Fondation Robert Schuman
Le parti au pouvoir, Russie unie (ER), est arrivé en tête des élections législatives le 4 décembre en Russie. Le parti du Premier ministre Vladimir Poutine a recueilli 49,54% des suffrages et remporté 238 sièges à la Douma, chambre basse du Parlement (- 77 par rapport au précédent scrutin du 2 décembre 2007). Russie unie conserve la majorité absolue mais a perdu sa majorité des 2/3qui lui permettait de modifier la Constitution sans avoir à convaincre les autres partis du Parlement. Il devance le Parti communiste (KPRF), premier parti d'opposition, dirigé par Guennadi Ziouganov, qui a obtenu 19,2% des voix (92 sièges, + 35), Russie juste (SR) de Nikolai Levichev, 13,20% des suffrages (64 sièges, + 26) et le Parti libéral-démocrate (LDPR), dirigé par Vladimir Jirinovski, 11,40% des voix (56 sièges, + 16).
Comme le prévoyaient les enquêtes d'opinion, seuls 4 partis sont donc représentés dans la nouvelle Douma.
Le parti libéral Iabloko, dirigé par Alexeï Mitrokhin, a cependant recueilli la majorité des scrutins exprimés par les citoyens russes vivant dans les pays occidentaux. Il arrive en tête aux Etats-Unis, en France et au Royaume-Uni et en 2e position (derrière Russie unie) en Italie.
La participation a été un peu au-dessous de celle enregistrée lors des dernières élections législatives du 2 décembre 2007. Elle s'est établie à 60,2%, soit -3,51 points.

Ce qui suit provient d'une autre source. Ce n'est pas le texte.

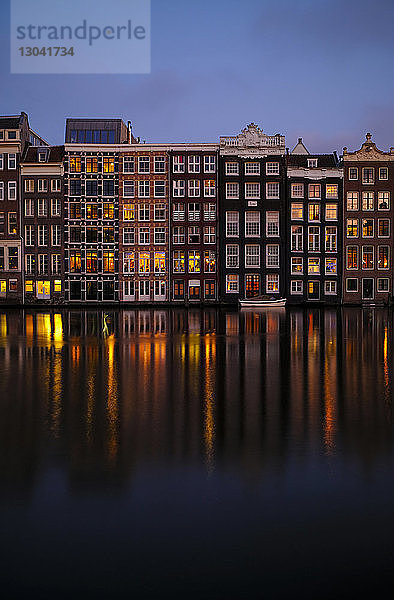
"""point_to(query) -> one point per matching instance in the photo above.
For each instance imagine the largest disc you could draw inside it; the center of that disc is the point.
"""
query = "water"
(196, 454)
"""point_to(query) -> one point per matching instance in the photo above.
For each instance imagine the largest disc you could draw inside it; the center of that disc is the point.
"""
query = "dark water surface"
(197, 454)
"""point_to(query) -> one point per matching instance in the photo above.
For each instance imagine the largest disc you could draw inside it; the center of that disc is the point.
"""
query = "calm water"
(196, 454)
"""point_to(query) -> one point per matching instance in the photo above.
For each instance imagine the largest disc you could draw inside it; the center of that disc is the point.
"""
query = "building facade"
(368, 224)
(42, 222)
(314, 230)
(252, 215)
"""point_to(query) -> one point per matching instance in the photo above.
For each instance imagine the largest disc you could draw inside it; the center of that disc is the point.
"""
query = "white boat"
(258, 302)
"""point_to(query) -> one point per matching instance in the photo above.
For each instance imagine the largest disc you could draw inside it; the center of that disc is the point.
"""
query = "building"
(144, 263)
(314, 233)
(42, 221)
(15, 137)
(194, 223)
(368, 224)
(252, 215)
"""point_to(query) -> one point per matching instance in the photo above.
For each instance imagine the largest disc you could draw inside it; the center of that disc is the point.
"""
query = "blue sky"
(317, 69)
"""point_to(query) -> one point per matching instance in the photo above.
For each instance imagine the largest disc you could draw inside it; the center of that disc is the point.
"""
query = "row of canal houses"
(106, 218)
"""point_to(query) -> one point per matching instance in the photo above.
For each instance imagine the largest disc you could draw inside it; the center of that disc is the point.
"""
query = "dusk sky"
(317, 69)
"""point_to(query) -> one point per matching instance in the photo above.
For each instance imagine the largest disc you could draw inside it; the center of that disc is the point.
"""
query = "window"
(383, 285)
(368, 174)
(209, 261)
(313, 238)
(331, 212)
(159, 189)
(194, 211)
(143, 235)
(194, 163)
(128, 189)
(56, 264)
(331, 191)
(56, 207)
(232, 284)
(296, 287)
(272, 168)
(351, 285)
(232, 256)
(75, 164)
(367, 227)
(178, 211)
(331, 266)
(331, 239)
(194, 235)
(272, 255)
(297, 238)
(159, 164)
(128, 212)
(56, 235)
(179, 164)
(29, 207)
(209, 235)
(383, 228)
(296, 264)
(252, 255)
(144, 188)
(383, 173)
(313, 266)
(159, 262)
(314, 212)
(297, 190)
(194, 261)
(252, 224)
(143, 164)
(383, 200)
(209, 164)
(297, 211)
(368, 200)
(232, 168)
(42, 207)
(367, 257)
(178, 235)
(352, 257)
(272, 283)
(12, 190)
(29, 185)
(351, 227)
(128, 164)
(144, 262)
(159, 235)
(252, 168)
(272, 224)
(128, 235)
(209, 187)
(252, 190)
(178, 188)
(330, 287)
(194, 188)
(232, 224)
(272, 190)
(352, 201)
(91, 164)
(232, 190)
(383, 257)
(144, 212)
(178, 261)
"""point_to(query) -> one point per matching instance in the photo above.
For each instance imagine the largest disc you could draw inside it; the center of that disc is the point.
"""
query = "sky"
(317, 69)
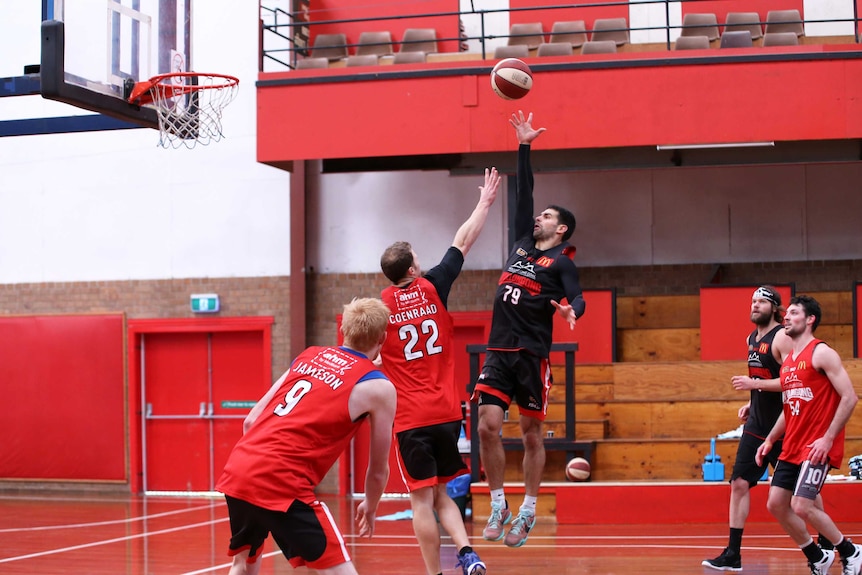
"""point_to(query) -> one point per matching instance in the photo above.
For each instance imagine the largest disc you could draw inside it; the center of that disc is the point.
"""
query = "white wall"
(114, 206)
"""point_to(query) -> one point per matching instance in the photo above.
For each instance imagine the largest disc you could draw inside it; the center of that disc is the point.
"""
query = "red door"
(196, 390)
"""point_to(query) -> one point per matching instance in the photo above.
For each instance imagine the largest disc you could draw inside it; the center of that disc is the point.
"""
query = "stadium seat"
(516, 51)
(310, 63)
(599, 47)
(780, 39)
(419, 40)
(744, 21)
(784, 21)
(700, 25)
(613, 29)
(555, 49)
(736, 39)
(377, 43)
(330, 46)
(409, 58)
(362, 60)
(528, 34)
(692, 43)
(572, 31)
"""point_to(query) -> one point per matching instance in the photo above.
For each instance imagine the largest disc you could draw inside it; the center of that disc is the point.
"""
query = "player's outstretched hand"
(567, 312)
(524, 127)
(365, 520)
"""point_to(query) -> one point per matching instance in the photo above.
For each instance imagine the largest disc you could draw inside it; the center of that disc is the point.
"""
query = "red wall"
(647, 104)
(63, 411)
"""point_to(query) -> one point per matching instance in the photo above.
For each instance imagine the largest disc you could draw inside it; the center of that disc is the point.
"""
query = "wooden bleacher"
(652, 414)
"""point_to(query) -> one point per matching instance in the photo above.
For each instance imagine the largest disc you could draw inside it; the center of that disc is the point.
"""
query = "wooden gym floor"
(62, 533)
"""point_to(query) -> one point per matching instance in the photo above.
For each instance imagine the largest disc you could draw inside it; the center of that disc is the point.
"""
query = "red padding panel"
(63, 409)
(857, 317)
(725, 319)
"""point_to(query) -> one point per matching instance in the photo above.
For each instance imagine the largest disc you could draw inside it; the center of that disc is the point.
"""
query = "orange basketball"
(511, 79)
(578, 469)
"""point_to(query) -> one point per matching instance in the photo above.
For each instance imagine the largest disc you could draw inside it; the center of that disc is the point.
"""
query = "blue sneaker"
(471, 564)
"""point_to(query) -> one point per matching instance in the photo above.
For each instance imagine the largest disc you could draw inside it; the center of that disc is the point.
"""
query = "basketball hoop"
(189, 105)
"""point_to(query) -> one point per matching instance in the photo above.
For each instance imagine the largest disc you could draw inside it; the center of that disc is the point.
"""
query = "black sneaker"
(727, 561)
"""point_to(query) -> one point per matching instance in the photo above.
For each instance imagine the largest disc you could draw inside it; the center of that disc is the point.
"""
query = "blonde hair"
(364, 322)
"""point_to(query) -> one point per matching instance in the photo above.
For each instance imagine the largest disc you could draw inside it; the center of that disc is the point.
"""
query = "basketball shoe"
(521, 527)
(727, 561)
(822, 566)
(500, 516)
(471, 564)
(852, 565)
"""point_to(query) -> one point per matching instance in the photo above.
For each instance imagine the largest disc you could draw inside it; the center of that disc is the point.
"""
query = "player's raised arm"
(469, 231)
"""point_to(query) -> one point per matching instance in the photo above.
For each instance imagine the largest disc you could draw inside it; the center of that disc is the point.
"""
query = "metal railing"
(285, 35)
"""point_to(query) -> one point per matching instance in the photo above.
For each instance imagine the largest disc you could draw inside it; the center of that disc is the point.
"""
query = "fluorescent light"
(715, 146)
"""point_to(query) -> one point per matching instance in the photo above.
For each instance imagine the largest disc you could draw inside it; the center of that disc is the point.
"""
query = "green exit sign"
(204, 302)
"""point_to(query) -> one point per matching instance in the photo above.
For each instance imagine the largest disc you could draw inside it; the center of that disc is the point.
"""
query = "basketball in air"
(578, 469)
(511, 79)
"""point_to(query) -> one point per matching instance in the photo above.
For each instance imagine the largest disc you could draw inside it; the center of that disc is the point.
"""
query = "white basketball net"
(189, 107)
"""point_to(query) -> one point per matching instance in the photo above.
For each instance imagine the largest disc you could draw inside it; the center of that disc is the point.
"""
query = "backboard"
(93, 51)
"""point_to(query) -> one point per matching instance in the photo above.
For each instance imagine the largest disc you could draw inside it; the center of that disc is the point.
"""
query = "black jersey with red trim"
(766, 406)
(523, 317)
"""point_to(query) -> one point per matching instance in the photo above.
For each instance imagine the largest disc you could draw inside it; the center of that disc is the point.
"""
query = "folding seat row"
(327, 48)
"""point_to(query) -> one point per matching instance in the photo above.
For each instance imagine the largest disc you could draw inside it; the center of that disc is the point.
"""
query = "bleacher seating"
(599, 47)
(419, 40)
(612, 29)
(691, 43)
(513, 51)
(377, 43)
(736, 39)
(780, 39)
(330, 46)
(705, 24)
(572, 31)
(784, 21)
(555, 49)
(744, 21)
(530, 34)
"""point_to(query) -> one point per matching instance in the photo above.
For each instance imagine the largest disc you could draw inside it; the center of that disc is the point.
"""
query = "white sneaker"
(822, 566)
(852, 565)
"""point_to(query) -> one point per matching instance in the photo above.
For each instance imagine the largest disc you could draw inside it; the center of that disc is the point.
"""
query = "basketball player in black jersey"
(767, 346)
(538, 276)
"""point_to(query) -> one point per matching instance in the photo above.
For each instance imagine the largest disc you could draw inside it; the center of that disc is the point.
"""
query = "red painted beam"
(693, 98)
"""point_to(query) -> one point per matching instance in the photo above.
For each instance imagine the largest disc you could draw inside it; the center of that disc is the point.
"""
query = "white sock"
(498, 497)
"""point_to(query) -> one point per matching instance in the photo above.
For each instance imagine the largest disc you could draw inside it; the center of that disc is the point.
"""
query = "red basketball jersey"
(810, 403)
(418, 356)
(300, 434)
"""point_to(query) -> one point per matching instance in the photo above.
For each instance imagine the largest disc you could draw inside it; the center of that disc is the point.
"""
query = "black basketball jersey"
(766, 406)
(523, 315)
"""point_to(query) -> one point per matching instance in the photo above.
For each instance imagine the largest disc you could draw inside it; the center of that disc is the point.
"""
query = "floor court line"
(102, 523)
(114, 540)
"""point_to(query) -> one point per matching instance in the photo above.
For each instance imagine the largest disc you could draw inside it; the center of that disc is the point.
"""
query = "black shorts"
(429, 455)
(804, 480)
(306, 533)
(517, 375)
(745, 466)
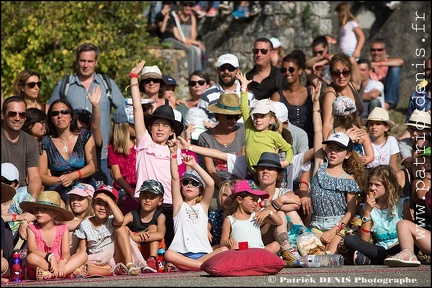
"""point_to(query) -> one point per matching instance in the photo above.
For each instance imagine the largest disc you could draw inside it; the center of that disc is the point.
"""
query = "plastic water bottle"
(16, 267)
(161, 260)
(326, 260)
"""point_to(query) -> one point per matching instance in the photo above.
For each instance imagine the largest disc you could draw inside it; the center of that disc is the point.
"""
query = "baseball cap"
(170, 81)
(281, 111)
(10, 172)
(263, 106)
(124, 114)
(83, 190)
(228, 59)
(244, 186)
(340, 139)
(343, 105)
(192, 174)
(107, 188)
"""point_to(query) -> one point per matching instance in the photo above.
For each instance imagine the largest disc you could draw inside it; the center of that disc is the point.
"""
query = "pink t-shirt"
(153, 162)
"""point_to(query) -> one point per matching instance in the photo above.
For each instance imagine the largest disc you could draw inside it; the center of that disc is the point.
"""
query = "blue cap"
(124, 114)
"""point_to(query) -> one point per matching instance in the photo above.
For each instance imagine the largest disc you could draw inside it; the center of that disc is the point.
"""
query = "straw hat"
(8, 192)
(379, 114)
(50, 200)
(228, 104)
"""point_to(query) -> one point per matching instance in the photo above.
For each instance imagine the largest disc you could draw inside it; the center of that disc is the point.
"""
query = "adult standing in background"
(81, 85)
(387, 70)
(27, 86)
(266, 78)
(228, 67)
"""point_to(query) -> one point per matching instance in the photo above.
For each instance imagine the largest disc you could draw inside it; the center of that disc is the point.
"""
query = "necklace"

"C'est un résultat optimal qui reflète la véritable situation dans le pays. En se fondant sur ce résultat, nous pouvons garantir un développement stable de notre pays" s'est félicité Vladimir Poutine. "C'est la démocratie en action. On disait que le parti chercherait à conserver sa position dominante en se livrant à des machinations, des manipulations, mais il a prouvé qu'il avait le droit moral de poursuivre dans la voie que nous avons choisie. Russie unie sera obligé de gouverner en coalition avec les autres partis sur certains problèmes et c'est parfaitement normal, c'est cela, le parlementarisme et la démocratie" a affirmé le président russe Dmitri Medvedev. "Nous espérons que nous allons obtenir une majorité à la Doumav" a souligné le président de la Douma, Boris Gryzlov (ER).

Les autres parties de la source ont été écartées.